In March 2022, after Randall died in 2020, the Beebe Medical Foundation announced it had received a $3 million gift from the Rollins family to found the R. Randall Rollins Center for Medical Education.

== Controversies ==
In August 2010, the four children of Randall’s brother Gary filed a lawsuit against both Gary and Randall that alleged mismanagement of the children’s trust. His nephew, Glen Rollins, the lead plaintiff married to Danielle, sued over "rightful cash allocations." Glen's three siblings joined him in the lawsuit, as did his mother, Ruthie, who filed for divorce from Gary at about the same time. Randall Rollins' five children took their father's and Gary's side in the suit. Glen and Danielle have also begun divorce proceedings. The family's "pest control empire" is worth about $8 billion.

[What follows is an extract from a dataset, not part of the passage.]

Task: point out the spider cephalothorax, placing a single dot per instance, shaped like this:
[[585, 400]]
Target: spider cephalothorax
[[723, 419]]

Following nine years of litigation, the parties reached a confidential settlement agreement.

==Personal life==
He married Peggy Hastings in 1953, and had six children. While living in Lewes, Delaware, the couple had two eldest children. The family later relocated to Wilmington, DE, before making their home in Atlanta, Georgia. One of his children, Rita Anne Rollins, predeceased Randall. The other Rollins children are Richard, Pamela, Robert, Timothy, and Amy.

He and his wife were members of the Lewes Yacht Club.

Rollins died on August 17, 2020, after a "brief illness," aged 88.